2 – Estudou na cidade natal até os 14 anos, posteriormente estudando na Universidade de Coimbra (saiba mais aqui). Com apenas 16 anos se candidatou para entrar na Companhia de Jesus, congregação criada no ano do seu nascimento. Por sinal, José de Anchieta era parente distante do fundador dos jesuítas, Inácio de Loyola (entenda melhor aqui). Esse parentesco vinha da parte paterna. Em 1551 se tornou noviço e dois anos depois foi enviado em uma missão para o Brasil.

 

“Evangelho nas Selvas”, por Benedito Calixto (1893). Pinacoteca do Estado de São Paulo. José de Anchieta pregando o evangelho próximo a uma jaguatirica.

 

3 – Com apenas 19 anos chegou em terras brasileiras. Veio com a armada do segundo governador-geral do Brasil, D. Duarte da Costa. Chegou em Salvador, mas pouco tempo depois foi designado para atuar na Capitania de São Vicente. Logo em seguida começou seu contato com as tribos nativas. Em pouco tempo avança do litoral para o interior e funda o Colégio Jesuíta em Piratininga, que se tornaria o embrião da cidade de São Paulo. Junto com outros padres jesuítas, José de Anchieta batizou a escola de catequização em homenagem ao santo durante uma missa. 25 de janeiro de 1554 é a data oficial da fundação da capital paulista.

 

“Anchieta e Nóbrega na cabana de Pindobuçu”, por Benedito Calixto (1927). Acervo do Museu do Ipiranga. A pregação de jesuítas como Anchieta e Nóbrega no Brasil foi uma inculturação recíproca entre a influência do cristianismo para as crenças e costumes dos nativos, utilizando elementos da cultura indígena como uma melhor forma de ensinar a doutrina cristã para eles.

 

4 – Na década seguinte ajudou na luta contra as invasões francesas no Rio de Janeiro (saiba mais aqui). Inclusive, é dito que o padre lutou contra os invasores. Também teve fundamental importância nas negociações com os índios tamoio, que haviam se aliado com os franceses. Em 1566, aos 32 anos, foi ordenado sacerdote. Após 24 anos morando no Brasil (1677), José de Anchieta é designado o provincial jesuíta (mais alto cargo da Companhia de Jesus) na colônia portuguesa. Nesse período, colaborou na fundação de diversos colégios e aldeias pelo território brasileiro. Se destacam suas ações em Olinda, Rio de Janeiro, Santos, São Paulo e Reritiba (atual Anchieta), no Espírito Santo.

 

Arte de gramática da língua mais usada na costa do Brasil, 1595, de José de Anchieta.

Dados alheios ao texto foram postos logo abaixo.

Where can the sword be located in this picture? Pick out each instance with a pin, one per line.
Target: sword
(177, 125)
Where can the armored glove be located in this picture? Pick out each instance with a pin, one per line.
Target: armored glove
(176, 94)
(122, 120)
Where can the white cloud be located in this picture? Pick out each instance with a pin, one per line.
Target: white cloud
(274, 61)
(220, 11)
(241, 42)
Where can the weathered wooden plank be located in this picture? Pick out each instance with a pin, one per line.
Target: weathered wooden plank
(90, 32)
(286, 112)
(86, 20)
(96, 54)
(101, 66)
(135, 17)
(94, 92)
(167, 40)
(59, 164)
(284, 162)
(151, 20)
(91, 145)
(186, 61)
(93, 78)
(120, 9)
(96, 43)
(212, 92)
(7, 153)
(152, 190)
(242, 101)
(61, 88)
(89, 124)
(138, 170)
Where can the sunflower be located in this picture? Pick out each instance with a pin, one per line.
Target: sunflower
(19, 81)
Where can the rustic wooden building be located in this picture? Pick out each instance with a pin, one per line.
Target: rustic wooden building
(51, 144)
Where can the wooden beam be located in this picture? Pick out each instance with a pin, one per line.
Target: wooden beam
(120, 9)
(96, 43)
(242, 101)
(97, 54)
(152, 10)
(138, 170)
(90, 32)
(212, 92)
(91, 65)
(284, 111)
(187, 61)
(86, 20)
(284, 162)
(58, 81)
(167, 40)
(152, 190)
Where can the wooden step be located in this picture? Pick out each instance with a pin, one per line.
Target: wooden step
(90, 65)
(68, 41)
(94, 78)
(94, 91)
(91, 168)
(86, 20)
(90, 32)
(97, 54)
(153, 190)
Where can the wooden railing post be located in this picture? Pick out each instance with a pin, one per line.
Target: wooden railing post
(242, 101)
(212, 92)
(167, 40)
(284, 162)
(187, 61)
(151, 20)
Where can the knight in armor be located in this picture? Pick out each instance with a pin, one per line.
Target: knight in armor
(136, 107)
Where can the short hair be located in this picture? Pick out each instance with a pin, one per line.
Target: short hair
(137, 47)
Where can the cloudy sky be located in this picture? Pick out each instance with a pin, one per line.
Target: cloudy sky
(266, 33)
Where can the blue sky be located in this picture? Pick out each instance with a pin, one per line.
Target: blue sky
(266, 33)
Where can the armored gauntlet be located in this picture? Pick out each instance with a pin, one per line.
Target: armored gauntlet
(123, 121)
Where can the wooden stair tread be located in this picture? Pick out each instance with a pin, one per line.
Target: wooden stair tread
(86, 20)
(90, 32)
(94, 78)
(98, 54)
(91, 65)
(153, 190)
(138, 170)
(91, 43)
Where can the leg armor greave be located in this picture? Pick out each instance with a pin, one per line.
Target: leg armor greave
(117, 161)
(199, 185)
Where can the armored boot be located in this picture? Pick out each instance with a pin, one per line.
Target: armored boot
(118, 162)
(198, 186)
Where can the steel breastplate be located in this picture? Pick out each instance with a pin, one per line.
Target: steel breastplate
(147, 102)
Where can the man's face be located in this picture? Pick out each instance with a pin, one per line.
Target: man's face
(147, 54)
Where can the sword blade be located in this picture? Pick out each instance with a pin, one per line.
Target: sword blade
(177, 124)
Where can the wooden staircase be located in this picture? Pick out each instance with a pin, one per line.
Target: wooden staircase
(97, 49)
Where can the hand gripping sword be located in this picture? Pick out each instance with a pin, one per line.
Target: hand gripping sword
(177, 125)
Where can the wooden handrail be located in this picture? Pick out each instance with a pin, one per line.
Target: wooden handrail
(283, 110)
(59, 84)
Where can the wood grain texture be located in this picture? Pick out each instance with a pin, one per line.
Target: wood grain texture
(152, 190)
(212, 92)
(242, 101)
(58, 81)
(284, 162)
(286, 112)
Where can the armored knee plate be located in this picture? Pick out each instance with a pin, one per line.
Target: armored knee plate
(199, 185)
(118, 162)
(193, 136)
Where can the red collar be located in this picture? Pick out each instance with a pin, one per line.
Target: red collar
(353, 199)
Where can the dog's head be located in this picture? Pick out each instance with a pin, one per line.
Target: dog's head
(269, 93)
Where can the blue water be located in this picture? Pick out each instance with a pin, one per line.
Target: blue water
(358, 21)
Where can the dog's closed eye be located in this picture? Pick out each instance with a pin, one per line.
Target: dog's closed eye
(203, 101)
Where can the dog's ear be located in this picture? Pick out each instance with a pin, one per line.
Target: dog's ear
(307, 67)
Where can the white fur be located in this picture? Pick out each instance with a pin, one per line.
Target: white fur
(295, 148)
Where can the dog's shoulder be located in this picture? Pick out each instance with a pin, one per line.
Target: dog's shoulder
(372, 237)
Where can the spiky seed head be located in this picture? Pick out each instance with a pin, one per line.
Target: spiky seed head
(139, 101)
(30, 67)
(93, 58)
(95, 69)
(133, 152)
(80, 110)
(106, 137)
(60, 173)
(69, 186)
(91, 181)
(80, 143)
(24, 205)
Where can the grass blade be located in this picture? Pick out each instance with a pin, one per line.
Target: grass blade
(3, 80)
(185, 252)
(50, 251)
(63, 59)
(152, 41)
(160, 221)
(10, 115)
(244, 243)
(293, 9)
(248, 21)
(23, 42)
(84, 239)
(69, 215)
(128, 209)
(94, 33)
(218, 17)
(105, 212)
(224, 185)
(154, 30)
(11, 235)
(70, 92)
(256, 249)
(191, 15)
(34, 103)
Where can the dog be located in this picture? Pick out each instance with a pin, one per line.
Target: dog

5 – Após 10 anos como provincial, o religioso espanhol pediu dispensa do cargo. Foi nomeado diretor do colégio jesuíta em Vitória, Espírito Santo. Em 1595 se aposentou e foi passar seus últimos dias em Reritiba, onde morreu em 1597 aos 63 anos de idade. José de Anchieta, além do papel de catequização e colonização, foi a primeira pessoa a criar uma gramática da língua Tupi (1595). Também escreveu poemas e ensaios religiosos, além de livros sobre as terras brasileiras. Dentre suas obras se destaca uma epopeia escrita sobre os feitos de Mem de Sá, governador-geral do Brasil de 1558 a 1572. O religioso foi beatificado em 1980 e canonizado pelo Papa Francisco em abril de 2014.